I was not on that Zoom call, but I was asked to be the official taster, a task I agreed to take on … let’s call it “not unreluctantly.” I have been burned by savory, adventurous ice creams before. One sample spoon of Black Olive Brittle with Goat Cheese from Salt & Straw was more than enough. A French-fry flavor at Morgenstern’s fell into the trap of tasting exactly like cold fast food. I refused to go near the Van Leeuwen Kraft Mac ’n’ Cheese varietal when that was around because I didn’t want to risk ruining Kraft mac for myself forever. But I have yet to try something made by Smith and Cuscuna that I did not like. Any flavor, no matter how unexpected, is only as strong as the ice cream itself, and the Social’s ice-cream game is strong.

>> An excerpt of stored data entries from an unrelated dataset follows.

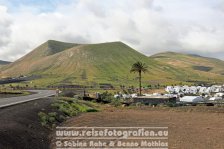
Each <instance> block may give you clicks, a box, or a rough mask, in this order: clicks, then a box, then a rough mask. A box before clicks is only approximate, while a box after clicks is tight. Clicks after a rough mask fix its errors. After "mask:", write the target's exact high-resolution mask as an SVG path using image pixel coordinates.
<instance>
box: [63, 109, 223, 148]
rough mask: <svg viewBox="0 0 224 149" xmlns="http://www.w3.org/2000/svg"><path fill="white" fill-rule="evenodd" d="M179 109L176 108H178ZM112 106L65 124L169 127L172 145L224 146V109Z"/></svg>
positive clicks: (169, 133)
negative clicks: (161, 126) (133, 107)
mask: <svg viewBox="0 0 224 149" xmlns="http://www.w3.org/2000/svg"><path fill="white" fill-rule="evenodd" d="M174 109H175V108H174ZM174 109H172V108H168V109H161V108H152V107H148V108H144V109H139V108H135V109H108V108H107V110H105V111H103V112H98V113H87V114H82V115H81V116H79V117H75V118H73V119H70V120H69V121H67V122H66V123H64V124H63V126H73V127H77V126H78V127H80V126H82V127H84V126H88V127H91V126H98V127H106V126H107V127H121V126H126V127H143V126H144V127H146V126H147V127H155V126H156V127H158V126H167V127H169V149H223V148H224V109H219V110H217V111H216V110H214V109H215V107H184V108H182V109H181V108H177V109H175V110H174Z"/></svg>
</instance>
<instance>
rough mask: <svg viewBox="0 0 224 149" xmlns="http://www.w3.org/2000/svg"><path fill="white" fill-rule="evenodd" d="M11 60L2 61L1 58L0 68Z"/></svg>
mask: <svg viewBox="0 0 224 149" xmlns="http://www.w3.org/2000/svg"><path fill="white" fill-rule="evenodd" d="M10 63H11V62H7V61H2V60H0V68H1V67H3V66H5V65H8V64H10Z"/></svg>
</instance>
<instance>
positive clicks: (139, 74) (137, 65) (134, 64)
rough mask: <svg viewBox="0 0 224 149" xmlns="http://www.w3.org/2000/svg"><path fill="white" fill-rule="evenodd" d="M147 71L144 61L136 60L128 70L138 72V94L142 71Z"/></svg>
mask: <svg viewBox="0 0 224 149" xmlns="http://www.w3.org/2000/svg"><path fill="white" fill-rule="evenodd" d="M146 71H147V66H146V64H145V63H142V62H139V61H138V62H136V63H134V64H133V65H132V67H131V70H130V72H134V73H135V72H138V74H139V95H140V96H141V94H142V72H146Z"/></svg>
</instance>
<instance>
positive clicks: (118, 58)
mask: <svg viewBox="0 0 224 149" xmlns="http://www.w3.org/2000/svg"><path fill="white" fill-rule="evenodd" d="M136 61H141V62H144V63H146V65H147V66H148V70H149V71H148V72H147V73H145V74H143V85H148V84H158V83H159V84H174V83H175V84H176V83H180V82H197V81H198V82H200V81H201V82H216V81H223V80H224V79H223V70H224V69H223V61H221V60H217V59H212V58H203V57H199V56H193V55H186V54H178V53H171V52H167V53H160V54H157V55H154V56H151V57H147V56H145V55H143V54H141V53H139V52H137V51H136V50H134V49H132V48H131V47H129V46H127V45H126V44H124V43H122V42H108V43H99V44H75V43H65V42H60V41H54V40H49V41H47V42H45V43H43V44H42V45H40V46H38V47H37V48H35V49H34V50H33V51H31V52H30V53H28V54H27V55H25V56H24V57H22V58H21V59H19V60H17V61H15V62H13V63H11V64H9V65H6V66H4V67H2V68H0V77H12V76H19V75H35V76H37V78H36V80H34V81H32V83H33V84H37V85H43V86H48V85H55V84H85V85H95V84H98V83H111V84H116V85H120V84H126V85H136V84H137V83H138V78H137V77H138V75H137V74H133V73H130V68H131V65H132V64H133V63H135V62H136Z"/></svg>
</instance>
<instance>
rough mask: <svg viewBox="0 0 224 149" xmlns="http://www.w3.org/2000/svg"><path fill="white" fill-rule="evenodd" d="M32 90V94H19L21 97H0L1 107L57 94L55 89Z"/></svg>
mask: <svg viewBox="0 0 224 149" xmlns="http://www.w3.org/2000/svg"><path fill="white" fill-rule="evenodd" d="M29 91H30V92H34V94H32V95H27V96H19V97H11V98H0V108H4V107H8V106H12V105H16V104H20V103H25V102H29V101H33V100H37V99H41V98H45V97H49V96H53V95H55V94H56V91H54V90H29Z"/></svg>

But let us make no mistake. “Let the Dogs Out!” is not an ice cream that shies away from itself. It is instead a “toasted buttered bun ice cream with medallions of caramelized Nathan’s all beef hot dogs.” It is a surprisingly straightforward interpretation of the assignment: There are no sweet-flavored ripples. No maple to temper the salt, as is so often the case with candied bacon-based desserts; no cherry “relish” to approximate the brightness of ketchup. It is bun and it is dog.
Smith tells me they make the ice cream by buttering and toasting Arnold potato hot-dog buns — which eased my anti-Martin’s conscience — and then blending them into a sweet-cream base until the flavor gets incorporated throughout. Meanwhile, the hot dogs are sliced into rounds and caramelized down until they become the size of chunky pennies.
At a distance, a scoop of this looks like it could plausibly be some sort of Rolo or peanut-butter-cup situation; the hot-dog medallions have been browned to a shade of dark chocolate and the threads of emulsified yellow bun take on a butterscotch-y quality that extends beyond appearance. Yet the subtlety of the toasted-butter base allows a taster to give most of your attention to the bits of meat, which are unmistakably hot dog, but like no hot dog you’ve previously eaten. They possess a candied, shell-like exterior; you can hold one between your teeth as if it were an M&M. Bite in and you don’t experience the give of squishy meat. Instead, you get a satisfying crumble of umami, not unlike crispy bacon.
But while the texture doesn’t resemble traditional frankfurters, the flavor is pure Nathan’s, right down to the subtle garlic note. If anything, the dehydrated pieces offer a purer and even more concentrated hit of savory sausage.
And it works! A self-selecting audience will appreciate this flavor. If you’re someone who likes to pick at the crisped, burnt bits of whatever’s been cooking on a sheet pan or the grill, “Let the Dogs Out!” will be extremely your jam.
After finishing my scoop, carefully using my spoon to find hot-dog bits for every bite, I asked Cuscuna if the flavor would be available all summer. She told me that, for now, it’s a limited edition out of necessity; it turns out it is not easy or efficient to turn actual hot dogs into ice cream that tastes good. Instead, “Let the Dogs Out!” will be an event. This Sunday, July 3 — the day before thousands gather to watch the Coney Island hot-dog-eating contest — the Social will host an ice-cream eating contest of its own at the Prospect Heights shop and will roll out the new flavor for the public to try. You can get it in a cup or a cone, but if you really want to experience the full majesty of this flavor, I recommend you arrive with your own package of buns.